A state law requiring either discharge or an inpatient admission after only 24 hours of observation would further confuse patients, as it is in conflict with a new federal Medicare policy related to criteria for inpatient admissions. Medicare’s two-midnight rule instructs physicians that a Medicare inpatient admission is generally appropriate if there is a reasonable expectation that the patient will have a stay that crosses two midnights — not 24 hours. The physician decision to admit must be supported by this reasonable expectation of a stay that crosses two midnights, and that may or may not overlap with a 24-hour clock. 

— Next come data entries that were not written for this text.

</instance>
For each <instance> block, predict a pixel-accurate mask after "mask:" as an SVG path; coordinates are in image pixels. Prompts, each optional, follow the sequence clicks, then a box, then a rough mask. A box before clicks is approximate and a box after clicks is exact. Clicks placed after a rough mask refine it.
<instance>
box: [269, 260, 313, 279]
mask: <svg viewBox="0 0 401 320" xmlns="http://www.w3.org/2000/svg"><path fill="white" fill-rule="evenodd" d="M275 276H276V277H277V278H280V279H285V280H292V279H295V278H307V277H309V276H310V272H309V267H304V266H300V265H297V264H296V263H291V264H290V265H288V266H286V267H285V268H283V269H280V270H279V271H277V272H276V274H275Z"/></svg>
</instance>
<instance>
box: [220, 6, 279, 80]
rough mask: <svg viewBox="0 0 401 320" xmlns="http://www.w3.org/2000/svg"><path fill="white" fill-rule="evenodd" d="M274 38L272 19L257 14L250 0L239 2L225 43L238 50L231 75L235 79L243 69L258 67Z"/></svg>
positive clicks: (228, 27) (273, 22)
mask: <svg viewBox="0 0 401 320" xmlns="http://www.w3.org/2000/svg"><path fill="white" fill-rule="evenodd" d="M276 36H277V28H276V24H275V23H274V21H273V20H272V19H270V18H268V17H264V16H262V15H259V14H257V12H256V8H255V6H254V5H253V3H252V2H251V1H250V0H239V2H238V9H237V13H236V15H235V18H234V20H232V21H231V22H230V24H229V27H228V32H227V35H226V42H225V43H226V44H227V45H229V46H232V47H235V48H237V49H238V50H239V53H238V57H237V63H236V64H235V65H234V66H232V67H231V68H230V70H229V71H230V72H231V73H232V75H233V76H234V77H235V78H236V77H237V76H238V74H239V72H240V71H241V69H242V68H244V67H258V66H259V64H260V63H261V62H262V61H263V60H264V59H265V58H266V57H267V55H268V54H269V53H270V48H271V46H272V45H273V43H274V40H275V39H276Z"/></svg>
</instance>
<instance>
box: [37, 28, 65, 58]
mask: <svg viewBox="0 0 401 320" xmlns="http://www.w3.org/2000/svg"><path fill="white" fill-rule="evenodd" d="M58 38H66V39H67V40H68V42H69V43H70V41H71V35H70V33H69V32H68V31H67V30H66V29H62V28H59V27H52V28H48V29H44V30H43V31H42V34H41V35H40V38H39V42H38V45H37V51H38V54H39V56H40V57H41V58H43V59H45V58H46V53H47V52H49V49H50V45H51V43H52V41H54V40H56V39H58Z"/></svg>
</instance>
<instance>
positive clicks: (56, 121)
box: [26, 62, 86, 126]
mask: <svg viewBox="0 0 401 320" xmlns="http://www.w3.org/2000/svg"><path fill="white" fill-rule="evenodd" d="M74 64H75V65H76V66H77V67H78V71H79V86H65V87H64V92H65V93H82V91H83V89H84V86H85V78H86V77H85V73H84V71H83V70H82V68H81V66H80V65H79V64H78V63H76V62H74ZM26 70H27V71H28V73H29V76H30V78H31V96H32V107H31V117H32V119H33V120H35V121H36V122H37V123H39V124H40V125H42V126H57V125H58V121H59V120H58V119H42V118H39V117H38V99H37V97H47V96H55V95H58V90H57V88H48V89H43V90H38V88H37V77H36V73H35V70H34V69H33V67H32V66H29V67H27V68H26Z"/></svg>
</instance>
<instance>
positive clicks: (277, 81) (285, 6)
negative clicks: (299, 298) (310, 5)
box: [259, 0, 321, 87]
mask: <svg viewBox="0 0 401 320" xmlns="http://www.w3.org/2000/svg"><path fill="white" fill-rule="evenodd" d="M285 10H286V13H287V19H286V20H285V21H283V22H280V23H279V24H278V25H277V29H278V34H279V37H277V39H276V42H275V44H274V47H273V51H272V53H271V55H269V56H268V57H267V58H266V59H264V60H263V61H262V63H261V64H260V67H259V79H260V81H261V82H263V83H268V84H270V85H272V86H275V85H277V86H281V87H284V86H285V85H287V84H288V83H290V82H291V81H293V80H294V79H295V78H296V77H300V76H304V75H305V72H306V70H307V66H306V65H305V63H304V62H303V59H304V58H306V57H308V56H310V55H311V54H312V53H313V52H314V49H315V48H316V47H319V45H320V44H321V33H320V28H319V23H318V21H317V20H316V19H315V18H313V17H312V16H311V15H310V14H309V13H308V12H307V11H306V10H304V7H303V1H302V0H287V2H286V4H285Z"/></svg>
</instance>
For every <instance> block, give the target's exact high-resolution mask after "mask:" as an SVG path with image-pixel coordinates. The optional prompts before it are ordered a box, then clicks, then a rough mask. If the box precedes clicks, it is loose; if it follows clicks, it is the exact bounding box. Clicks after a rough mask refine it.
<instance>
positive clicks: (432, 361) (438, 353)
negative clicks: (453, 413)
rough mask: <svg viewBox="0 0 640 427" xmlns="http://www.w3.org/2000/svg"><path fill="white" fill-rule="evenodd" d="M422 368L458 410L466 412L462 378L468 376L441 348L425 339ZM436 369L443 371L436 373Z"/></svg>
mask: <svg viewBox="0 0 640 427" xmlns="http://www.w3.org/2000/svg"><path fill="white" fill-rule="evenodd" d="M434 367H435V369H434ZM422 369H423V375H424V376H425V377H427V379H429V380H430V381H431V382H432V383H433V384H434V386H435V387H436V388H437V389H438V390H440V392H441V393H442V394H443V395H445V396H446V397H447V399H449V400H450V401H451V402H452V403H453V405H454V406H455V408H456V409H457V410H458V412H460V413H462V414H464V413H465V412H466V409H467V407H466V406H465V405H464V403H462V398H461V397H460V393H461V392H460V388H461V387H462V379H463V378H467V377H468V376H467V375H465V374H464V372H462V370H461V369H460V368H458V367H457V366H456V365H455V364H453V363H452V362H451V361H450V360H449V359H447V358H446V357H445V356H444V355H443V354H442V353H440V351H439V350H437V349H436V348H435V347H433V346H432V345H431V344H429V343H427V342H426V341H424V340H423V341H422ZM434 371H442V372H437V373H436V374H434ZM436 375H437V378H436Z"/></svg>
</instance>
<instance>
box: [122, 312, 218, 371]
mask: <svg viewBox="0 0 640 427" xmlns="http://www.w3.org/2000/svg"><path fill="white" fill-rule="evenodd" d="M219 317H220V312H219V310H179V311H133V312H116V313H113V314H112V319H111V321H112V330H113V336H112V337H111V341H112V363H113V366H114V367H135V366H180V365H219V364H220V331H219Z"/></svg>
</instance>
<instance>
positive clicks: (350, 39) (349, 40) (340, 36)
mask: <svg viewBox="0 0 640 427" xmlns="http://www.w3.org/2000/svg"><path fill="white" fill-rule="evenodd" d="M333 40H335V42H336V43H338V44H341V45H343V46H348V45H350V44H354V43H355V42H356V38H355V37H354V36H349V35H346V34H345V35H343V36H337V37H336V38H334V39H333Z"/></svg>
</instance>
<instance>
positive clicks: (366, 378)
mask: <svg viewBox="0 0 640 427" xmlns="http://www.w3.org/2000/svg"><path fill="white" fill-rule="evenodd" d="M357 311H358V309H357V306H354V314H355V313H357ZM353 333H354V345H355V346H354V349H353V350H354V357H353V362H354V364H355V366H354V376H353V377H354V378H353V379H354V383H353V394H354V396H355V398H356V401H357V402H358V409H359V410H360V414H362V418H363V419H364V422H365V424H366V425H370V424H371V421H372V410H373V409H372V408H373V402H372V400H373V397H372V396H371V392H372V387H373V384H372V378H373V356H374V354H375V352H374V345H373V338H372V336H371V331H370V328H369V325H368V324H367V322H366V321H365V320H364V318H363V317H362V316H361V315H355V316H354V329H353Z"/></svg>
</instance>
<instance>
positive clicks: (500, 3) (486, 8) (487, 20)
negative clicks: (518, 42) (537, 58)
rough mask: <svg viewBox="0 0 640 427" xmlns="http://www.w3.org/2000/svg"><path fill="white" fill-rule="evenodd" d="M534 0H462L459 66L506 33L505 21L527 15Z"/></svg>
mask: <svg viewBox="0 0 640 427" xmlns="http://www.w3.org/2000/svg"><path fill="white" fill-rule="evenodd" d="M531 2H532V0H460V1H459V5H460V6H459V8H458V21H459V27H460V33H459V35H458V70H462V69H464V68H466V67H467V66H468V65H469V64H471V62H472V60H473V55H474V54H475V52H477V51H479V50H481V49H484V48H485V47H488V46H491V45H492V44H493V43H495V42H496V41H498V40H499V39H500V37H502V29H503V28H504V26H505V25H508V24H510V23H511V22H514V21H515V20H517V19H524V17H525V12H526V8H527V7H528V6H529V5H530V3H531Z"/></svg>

Unfortunately, if a Medicare patient is admitted after 24 hours and that stay does not cross two midnights, the admission will be denied and the hospital will not be paid. SB 1238 allows for certain scenarios when a hospital may keep a patient in observation beyond 24 hours.  However, implementing two separate admission policies within the hospital would mean that two patients with the same clinical criteria would be treated differently based solely on their insurance coverage.  Further, many commercial insurance companies often follow Medicare payment policy, and we are beginning to see this unfold with observation services.

A state law requiring discharge or an inpatient admission after 24 hours of observation care can have unintended consequences. Specifically, a patient may either be discharged prematurely based on the 24 hour window expiring or, if the patient is reclassified from observation to inpatient, it would result in California hospitals forfeiting millions of dollars in Medicare payments for inpatient admissions that Medicare deems inappropriate.